Walt Disney originally envisioned EPCOT as the Experimental Prototype Community Of Tomorrow, an actual habitable new town, planned with the same precision as Disneyland. Disney died in 1966, soon after making a short film about EPCOT, and his original idea died with him — only to be reborn as the neo-traditional or new urbanist town of Celebration. From Duany Crits Celebration:
This team’s master plan, currently being built out as planned, finally broke ground in 1994. Like all New Urbanist towns, Celebration includes a wide range of mixed-use and residential building types, a network of walkable streets, and at least one town center.
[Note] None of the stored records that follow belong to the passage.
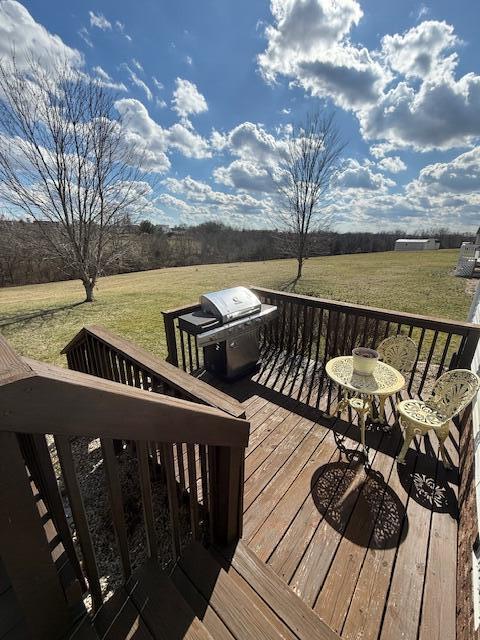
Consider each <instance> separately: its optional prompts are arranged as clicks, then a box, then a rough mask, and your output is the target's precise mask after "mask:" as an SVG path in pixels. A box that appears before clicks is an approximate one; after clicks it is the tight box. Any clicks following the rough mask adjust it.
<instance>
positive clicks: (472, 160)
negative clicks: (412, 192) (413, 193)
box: [410, 147, 480, 196]
mask: <svg viewBox="0 0 480 640" xmlns="http://www.w3.org/2000/svg"><path fill="white" fill-rule="evenodd" d="M413 190H415V191H417V190H422V191H423V192H425V191H427V192H428V193H430V194H439V193H451V194H469V193H470V194H477V195H479V196H480V147H475V148H474V149H472V150H471V151H467V152H466V153H462V154H461V155H459V156H457V157H456V158H454V159H453V160H452V161H450V162H437V163H435V164H430V165H427V166H426V167H424V168H423V169H422V170H421V171H420V174H419V176H418V179H417V180H415V181H414V182H413V183H411V185H410V191H413Z"/></svg>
Development entitlements include 8,065 residential units, 3,100,000 square feet of workplace, 2,125,000 square feet of retail, including the Main Street shops. [...] The large, mixed-use town center also includes apartments above stores, a school, a branch college campus (Stetson University), a hotel as well as useful retail and restaurants (not one a national chain); a bank, a church and plenty of office space. It includes a cinema attached to a late-night bar and an ice cream store. This center is associated with a lake along a public waterfront drive.
New Urbanists applaud higher-density developments, with shops and restaurants within walking distance. They hate sprawl. Nonetheless, the developers of Celebration didn’t predict the popularity of townhouses:
At first, there were not enough townhouses to meet demand. This is a common mistake among the New Urbanist greenfield towns. Since there is no precedent for higher density housing types located so distant from the center, conventional rear-view market analysis yields no conclusion other than that they will not sell. But such methods do not take into account that while townhouses are meaningless without a town, they are a very desirable residential type when there is one. A row of townhouses isolated amidst suburban parking lots has the double disadvantage of lacking the big yard in the back without the compensation of a lively street in the front. But Celebration is a town, of course, and thus the 200 or so original townhouses that were reluctantly provided sold out immediately, and there are no more to be had in the town center. More are now being built in the outlying areas where they make as little sense.